But as Rafiq anticipated, the story has naturally gravitated towards Vaughan as the most famous figure involved. So it was not entirely unexpected on Friday that the focus of media headlines and social media reaction to the Cricket Discipline Commission’s findings honed in on the allegation against Vaughan which was not upheld, after he was accused of making a racist remark towards four Asian teammates at Yorkshire. “The panel is not satisfied on the balance of probabilities that these words were spoken by MV at the time and in the specific circumstances alleged,” the CDC’s report said.
And for many, that was that.

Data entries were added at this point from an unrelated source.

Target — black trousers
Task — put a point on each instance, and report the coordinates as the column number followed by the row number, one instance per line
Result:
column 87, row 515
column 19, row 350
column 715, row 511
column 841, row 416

Vaughan cleared; Rafiq in the mud.
“So ‘on balance of probabilities’ Azeem Rafiq lied?,” read one tweet by a man describing himself as a “British Unionist” with a dislike for “gesture politics, virtue-signalling wokes and race-baiters”, whose most recent tweet encouraged asylum seekers to “piss off home”. His post on Rafiq had garnered nearly 400 likes in five hours and had been seen 12,000 times.
But this accusation was wrong. Rafiq previously admitted a discrepancy in his various accounts of exactly what he claimed Vaughan had said in a T20 match at Trent Bridge 14 years ago, but there is no suggestion in the CDC’s report that he lied.
Far from it, Rafiq could feel vindicated because, while the attention was on Vaughan’s reprieve, it seemed to slide by that a raft of charges against other defendants were upheld.
The former Yorkshire players Tim Bresnan, Matthew Hoggard, Andrew Gale, Richard Pyrah and John Blain were all found to have used racial slurs.
They have 14 days to appeal against the decisions and will be sanctioned at a later date. Rafiq broke a long silence and suffered because of it so that he could tell the world about a rotten core at the heart of cricket, and the CDC’s judgement agreed.
The CDC concluded that its findings “do not in any way undermine” Rafiq’s wide evidence, in which he has repeatedly called out deep-rooted racism in English cricket.
Yet the reaction to Friday’s news gave the tiniest window into the abuse Rafiq has faced throughout this process, abuse that has forced him and his family to leave the country. Some made threats on his life and one man defecated in his garden.
Rafiq has never claimed to be perfect, and the report that revealed his anti-Semitic message to a friend a decade earlier sparked increased vitriol. He apologised to the Jewish community and promised to learn about Jewish history. He visited a synagogue where he met Lily Ebert, a 98-year-old Holocaust survivor. He participated in the March of the Living, an annual walk to Auschwitz. And while Rafiq educated himself, the world seemed to move on from the issue of racism in cricket.
The game now awaits the results of an independent commission for equity in the game, which is expected to release its findings in the coming weeks. It was set up by the ECB in the aftermath of the Yorkshire Cricket scandal to review issues of race, class and gender within the sport and make recommendations for improving inclusivity.
But in the meantime, it is worth remembering that last month Yorkshire CCC admitted it failed to address the systemic use of racist or discriminatory language over a long period of time, and failed to take adequate action when complaints were made. Racist language was part of the culture, and Rafiq never wanted individuals to distract from that central, disturbing point.